Effect of copy number variants on outcomes for infants with single ventricle heart defects

Abigail S Carey  1 Li LiangJonathan EdwardsTracy BrandtHui MeiAndrew J SharpDaphne T HsuJane W NewburgerRichard G OhyeWendy K ChungMark W RussellJill A RosenfeldLisa G ShafferMichael K ParidesLisa EdelmannBruce D Gelb
Affiliations
Randomized Controlled Trial

Effect of copy number variants on outcomes for infants with single ventricle heart defects

Abigail S Carey et al. Circ Cardiovasc Genet. 2013 Oct.

Abstract

Background: Human genomes harbor copy number variants (CNVs), which are regions of DNA gains or losses. Although pathogenic CNVs are associated with congenital heart disease (CHD), their effect on clinical outcomes is unknown. This study sought to determine whether pathogenic CNVs among infants with single ventricle physiology were associated with inferior neurocognitive and somatic growth outcomes.

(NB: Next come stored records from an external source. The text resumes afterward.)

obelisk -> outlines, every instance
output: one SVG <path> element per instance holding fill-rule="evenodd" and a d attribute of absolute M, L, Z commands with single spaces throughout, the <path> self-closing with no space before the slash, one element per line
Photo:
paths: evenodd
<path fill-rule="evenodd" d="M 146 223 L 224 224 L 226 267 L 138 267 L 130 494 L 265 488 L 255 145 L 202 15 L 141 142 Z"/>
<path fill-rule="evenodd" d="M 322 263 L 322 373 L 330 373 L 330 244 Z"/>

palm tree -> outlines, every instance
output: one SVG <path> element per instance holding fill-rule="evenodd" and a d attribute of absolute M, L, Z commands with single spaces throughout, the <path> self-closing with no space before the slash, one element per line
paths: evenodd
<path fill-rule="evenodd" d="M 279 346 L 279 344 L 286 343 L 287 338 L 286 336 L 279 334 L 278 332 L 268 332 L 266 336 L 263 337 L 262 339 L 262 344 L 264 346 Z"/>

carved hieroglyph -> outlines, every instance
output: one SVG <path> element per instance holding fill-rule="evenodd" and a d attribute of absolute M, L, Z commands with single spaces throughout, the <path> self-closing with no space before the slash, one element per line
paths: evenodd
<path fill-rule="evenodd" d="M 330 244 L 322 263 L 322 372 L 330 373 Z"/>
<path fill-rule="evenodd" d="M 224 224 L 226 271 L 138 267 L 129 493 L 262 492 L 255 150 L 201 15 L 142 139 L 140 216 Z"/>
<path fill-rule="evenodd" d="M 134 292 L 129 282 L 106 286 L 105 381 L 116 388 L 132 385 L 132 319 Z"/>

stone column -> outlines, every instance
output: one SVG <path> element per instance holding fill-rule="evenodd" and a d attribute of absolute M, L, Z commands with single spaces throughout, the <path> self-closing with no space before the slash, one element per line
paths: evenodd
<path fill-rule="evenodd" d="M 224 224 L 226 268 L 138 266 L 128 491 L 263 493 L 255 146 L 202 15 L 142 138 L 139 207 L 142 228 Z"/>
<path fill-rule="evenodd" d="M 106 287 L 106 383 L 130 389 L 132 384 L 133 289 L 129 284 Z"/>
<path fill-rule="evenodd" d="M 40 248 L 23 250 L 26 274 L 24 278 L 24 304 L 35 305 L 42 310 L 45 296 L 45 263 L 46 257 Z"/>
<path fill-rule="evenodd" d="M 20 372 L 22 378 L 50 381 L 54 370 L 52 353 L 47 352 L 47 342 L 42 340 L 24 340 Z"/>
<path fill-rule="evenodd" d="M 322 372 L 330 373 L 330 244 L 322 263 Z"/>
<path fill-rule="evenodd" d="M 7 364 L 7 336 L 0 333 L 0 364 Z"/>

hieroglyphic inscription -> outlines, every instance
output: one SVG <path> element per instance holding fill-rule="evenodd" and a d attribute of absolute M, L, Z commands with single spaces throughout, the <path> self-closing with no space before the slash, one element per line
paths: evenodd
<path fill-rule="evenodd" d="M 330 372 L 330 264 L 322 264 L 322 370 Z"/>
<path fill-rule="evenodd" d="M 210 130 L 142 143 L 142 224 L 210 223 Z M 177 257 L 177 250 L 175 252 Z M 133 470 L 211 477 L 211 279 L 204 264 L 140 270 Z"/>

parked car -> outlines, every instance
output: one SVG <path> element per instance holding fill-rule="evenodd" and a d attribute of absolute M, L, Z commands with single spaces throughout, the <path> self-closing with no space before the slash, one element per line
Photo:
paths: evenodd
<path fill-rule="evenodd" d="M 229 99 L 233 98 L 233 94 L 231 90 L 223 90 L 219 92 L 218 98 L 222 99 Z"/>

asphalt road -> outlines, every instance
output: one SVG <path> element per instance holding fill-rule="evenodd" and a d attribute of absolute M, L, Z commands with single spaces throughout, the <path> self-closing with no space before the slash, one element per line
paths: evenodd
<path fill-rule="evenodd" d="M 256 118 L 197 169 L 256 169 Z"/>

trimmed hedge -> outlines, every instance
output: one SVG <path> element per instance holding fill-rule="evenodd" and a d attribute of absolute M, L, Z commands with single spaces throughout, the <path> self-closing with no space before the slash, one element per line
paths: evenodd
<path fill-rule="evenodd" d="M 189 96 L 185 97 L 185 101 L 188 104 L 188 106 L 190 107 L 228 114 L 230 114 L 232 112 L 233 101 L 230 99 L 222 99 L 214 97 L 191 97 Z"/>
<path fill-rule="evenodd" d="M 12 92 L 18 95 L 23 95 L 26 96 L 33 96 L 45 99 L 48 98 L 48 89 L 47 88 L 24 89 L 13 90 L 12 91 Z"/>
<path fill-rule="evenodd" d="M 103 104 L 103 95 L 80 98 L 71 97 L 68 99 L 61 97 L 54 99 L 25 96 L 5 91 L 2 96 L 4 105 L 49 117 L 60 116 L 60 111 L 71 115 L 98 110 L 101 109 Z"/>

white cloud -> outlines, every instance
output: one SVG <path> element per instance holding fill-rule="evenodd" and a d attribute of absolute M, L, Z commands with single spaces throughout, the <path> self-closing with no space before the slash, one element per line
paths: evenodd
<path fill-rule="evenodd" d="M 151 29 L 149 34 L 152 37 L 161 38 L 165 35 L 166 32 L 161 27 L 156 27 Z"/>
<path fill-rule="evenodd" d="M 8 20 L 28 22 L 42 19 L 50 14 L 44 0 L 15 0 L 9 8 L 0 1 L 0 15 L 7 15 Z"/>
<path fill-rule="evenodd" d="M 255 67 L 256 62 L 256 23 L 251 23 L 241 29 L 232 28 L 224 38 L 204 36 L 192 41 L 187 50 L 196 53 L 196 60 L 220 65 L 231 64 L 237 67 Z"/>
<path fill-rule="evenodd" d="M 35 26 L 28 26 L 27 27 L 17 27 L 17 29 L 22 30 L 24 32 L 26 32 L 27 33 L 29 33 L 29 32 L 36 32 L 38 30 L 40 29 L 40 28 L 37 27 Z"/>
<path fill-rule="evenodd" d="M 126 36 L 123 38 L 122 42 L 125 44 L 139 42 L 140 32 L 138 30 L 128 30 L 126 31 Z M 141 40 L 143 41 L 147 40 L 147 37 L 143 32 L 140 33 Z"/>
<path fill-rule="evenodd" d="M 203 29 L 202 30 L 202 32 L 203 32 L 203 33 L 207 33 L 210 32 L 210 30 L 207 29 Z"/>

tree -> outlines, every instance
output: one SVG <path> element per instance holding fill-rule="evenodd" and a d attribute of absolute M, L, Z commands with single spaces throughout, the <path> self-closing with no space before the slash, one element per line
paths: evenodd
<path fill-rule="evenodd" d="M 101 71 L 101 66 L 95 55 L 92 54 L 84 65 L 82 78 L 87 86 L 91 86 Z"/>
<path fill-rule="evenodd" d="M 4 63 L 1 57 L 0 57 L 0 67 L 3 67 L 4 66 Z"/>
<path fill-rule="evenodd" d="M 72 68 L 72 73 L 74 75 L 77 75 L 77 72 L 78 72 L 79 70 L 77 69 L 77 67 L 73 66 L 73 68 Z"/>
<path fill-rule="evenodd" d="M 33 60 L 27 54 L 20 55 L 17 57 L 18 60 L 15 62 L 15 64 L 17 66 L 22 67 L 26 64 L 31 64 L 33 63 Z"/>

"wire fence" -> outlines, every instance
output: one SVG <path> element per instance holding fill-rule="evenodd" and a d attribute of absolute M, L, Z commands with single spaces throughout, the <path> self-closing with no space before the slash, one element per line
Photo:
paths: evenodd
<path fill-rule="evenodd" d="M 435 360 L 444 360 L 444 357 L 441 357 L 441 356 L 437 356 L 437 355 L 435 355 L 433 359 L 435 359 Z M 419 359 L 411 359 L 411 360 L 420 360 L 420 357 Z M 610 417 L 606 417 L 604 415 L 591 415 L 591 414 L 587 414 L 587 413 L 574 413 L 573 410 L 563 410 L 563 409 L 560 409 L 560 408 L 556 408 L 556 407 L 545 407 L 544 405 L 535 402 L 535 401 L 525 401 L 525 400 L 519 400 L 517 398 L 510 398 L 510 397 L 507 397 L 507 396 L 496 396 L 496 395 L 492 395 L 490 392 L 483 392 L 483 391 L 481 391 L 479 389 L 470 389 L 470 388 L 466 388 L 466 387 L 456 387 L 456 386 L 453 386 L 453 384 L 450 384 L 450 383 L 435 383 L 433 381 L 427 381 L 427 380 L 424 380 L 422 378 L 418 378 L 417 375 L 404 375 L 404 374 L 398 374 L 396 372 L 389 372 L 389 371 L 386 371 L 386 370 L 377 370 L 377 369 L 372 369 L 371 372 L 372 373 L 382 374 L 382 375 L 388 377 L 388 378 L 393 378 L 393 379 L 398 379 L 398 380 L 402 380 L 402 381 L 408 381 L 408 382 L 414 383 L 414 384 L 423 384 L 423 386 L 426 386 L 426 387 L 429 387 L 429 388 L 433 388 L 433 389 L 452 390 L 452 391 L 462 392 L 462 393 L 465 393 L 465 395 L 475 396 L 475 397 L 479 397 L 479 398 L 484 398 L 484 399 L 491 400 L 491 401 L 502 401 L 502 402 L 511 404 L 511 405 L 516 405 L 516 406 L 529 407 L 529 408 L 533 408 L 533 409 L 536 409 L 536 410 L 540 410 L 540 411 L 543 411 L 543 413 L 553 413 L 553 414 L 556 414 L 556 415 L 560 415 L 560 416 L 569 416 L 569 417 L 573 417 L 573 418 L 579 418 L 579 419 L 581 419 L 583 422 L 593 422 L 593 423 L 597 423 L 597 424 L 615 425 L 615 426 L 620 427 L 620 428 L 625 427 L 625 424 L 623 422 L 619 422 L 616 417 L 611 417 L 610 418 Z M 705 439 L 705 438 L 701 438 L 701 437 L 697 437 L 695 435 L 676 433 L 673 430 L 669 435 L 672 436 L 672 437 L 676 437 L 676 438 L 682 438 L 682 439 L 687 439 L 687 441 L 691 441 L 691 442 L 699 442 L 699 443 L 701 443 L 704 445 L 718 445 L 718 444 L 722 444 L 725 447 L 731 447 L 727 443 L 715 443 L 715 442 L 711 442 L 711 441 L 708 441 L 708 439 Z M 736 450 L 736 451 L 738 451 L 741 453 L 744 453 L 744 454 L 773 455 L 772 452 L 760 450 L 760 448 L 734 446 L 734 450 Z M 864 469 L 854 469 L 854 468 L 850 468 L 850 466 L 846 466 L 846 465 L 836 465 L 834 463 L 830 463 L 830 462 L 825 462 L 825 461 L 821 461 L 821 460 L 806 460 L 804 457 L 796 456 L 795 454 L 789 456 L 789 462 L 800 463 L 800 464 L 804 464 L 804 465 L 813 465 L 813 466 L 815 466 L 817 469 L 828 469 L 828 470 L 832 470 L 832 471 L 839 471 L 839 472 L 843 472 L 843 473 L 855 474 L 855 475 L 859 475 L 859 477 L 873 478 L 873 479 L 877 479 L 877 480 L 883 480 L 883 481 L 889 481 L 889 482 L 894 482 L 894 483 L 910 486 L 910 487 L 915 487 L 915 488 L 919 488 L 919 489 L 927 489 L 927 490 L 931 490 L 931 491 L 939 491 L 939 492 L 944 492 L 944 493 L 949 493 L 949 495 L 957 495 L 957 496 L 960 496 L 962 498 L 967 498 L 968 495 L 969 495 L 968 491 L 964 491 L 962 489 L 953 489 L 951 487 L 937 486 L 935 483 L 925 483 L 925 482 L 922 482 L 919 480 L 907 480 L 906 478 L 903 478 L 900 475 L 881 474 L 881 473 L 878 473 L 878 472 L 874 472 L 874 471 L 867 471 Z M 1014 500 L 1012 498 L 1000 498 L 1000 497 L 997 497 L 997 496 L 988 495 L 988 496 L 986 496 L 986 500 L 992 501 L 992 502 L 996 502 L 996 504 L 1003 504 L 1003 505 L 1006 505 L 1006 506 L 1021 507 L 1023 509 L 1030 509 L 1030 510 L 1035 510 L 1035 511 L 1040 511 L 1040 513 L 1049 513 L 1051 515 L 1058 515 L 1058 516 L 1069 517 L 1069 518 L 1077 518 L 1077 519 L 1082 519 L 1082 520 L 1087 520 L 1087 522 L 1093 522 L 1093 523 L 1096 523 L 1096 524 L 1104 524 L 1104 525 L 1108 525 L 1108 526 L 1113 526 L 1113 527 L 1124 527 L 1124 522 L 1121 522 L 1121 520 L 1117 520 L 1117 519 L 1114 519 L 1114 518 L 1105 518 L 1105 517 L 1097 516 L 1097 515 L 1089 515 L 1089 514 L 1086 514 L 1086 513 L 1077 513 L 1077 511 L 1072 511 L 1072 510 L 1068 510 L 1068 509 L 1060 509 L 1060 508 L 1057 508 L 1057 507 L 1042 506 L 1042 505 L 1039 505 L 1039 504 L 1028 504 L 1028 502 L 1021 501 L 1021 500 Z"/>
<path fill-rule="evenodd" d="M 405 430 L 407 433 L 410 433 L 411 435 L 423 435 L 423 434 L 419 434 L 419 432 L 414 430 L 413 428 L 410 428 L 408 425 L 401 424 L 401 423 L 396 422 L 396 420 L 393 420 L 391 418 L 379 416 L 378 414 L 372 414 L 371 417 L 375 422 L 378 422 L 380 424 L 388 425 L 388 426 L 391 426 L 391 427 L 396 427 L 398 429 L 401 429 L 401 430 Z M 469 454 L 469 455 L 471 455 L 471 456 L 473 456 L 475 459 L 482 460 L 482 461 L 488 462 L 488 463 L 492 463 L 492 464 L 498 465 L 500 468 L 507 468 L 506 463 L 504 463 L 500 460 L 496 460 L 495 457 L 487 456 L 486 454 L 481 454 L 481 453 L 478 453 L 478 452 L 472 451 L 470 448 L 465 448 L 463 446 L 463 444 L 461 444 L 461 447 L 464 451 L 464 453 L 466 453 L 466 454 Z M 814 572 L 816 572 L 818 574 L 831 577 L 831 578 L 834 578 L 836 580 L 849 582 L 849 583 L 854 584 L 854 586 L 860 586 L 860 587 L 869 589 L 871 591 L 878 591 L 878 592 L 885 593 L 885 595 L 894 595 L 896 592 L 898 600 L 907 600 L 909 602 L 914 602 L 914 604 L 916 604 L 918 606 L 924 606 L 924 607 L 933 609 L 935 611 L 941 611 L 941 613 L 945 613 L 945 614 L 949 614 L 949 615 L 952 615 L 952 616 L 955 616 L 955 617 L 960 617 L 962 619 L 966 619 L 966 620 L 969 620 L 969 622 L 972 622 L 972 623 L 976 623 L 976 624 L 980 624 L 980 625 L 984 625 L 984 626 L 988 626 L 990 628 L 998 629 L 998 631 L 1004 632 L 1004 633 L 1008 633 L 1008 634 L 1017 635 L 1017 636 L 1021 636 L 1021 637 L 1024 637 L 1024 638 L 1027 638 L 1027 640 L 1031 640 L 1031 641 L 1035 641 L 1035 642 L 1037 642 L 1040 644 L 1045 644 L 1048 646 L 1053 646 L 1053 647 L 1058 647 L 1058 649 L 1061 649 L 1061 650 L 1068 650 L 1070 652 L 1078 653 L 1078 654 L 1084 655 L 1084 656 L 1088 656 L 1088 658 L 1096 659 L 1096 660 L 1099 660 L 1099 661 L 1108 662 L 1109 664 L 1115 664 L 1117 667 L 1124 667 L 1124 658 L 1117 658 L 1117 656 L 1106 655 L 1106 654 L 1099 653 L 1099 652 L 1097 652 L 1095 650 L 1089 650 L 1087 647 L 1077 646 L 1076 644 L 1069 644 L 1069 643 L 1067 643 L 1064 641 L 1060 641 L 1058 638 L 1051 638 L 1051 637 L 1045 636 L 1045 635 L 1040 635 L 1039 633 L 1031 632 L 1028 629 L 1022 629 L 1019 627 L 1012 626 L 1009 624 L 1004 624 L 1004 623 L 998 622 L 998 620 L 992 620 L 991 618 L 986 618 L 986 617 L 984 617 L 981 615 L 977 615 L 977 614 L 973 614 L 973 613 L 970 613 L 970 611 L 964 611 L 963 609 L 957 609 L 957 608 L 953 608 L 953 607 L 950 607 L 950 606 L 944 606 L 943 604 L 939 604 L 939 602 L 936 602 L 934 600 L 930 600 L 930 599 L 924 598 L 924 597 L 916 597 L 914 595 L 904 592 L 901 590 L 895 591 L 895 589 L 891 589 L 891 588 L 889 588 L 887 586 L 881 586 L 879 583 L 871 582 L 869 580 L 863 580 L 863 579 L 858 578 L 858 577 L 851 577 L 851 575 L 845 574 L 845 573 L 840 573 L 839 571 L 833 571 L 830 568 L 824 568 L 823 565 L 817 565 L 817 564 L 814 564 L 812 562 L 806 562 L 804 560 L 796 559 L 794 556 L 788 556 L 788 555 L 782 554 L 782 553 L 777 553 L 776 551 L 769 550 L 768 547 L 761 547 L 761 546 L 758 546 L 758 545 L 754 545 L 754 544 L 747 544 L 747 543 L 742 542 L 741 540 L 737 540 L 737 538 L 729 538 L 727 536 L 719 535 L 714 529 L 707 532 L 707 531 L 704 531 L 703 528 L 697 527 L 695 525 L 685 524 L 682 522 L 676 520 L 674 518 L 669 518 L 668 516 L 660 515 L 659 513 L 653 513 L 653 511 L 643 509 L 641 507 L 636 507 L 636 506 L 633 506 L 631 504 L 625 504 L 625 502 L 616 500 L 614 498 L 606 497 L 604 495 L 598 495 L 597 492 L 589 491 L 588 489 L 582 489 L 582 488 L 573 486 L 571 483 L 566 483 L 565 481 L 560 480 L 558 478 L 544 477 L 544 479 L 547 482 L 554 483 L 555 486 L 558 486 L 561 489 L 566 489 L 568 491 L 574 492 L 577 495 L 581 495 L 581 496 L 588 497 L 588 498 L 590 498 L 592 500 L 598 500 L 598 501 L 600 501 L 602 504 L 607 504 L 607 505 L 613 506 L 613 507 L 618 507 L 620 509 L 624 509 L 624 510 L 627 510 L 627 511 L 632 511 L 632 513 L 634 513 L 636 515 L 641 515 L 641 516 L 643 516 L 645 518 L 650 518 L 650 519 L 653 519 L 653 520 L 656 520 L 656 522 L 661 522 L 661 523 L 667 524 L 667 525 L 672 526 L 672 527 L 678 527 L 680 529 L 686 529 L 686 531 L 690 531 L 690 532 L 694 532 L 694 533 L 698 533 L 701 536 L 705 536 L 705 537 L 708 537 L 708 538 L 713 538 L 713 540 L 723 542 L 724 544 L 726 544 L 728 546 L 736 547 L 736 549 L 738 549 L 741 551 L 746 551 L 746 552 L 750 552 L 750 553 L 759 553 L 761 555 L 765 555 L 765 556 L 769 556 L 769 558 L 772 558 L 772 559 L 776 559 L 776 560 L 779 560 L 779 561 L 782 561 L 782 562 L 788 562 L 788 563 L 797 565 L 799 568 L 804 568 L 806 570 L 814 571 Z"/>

Methods and results: Genomic DNAs from 223 subjects of 2 National Heart, Lung, and Blood Institute-sponsored randomized clinical trials in infants with single ventricle CHD and 270 controls from The Cancer Genome Atlas project were analyzed for rare CNVs>300 kb using array comparative genomic hybridization. Neurocognitive and growth outcomes at 14 months from the CHD trials were compared among subjects with and without pathogenic CNVs. Putatively pathogenic CNVs, comprising 25 duplications and 6 deletions, had a prevalence of 13.9%, significantly greater than the 4.4% rate of such CNVs among controls. CNVs associated with genomic disorders were found in 13 cases but not in controls. Several CNVs likely to be causative of single ventricle CHD were observed, including aberrations altering the dosage of GATA4, MYH11, and GJA5. Subjects with pathogenic CNVs had worse linear growth, and those with CNVs associated with known genomic disorders had the poorest neurocognitive and growth outcomes. A minority of children with pathogenic CNVs were noted to be dysmorphic on clinical genetics examination.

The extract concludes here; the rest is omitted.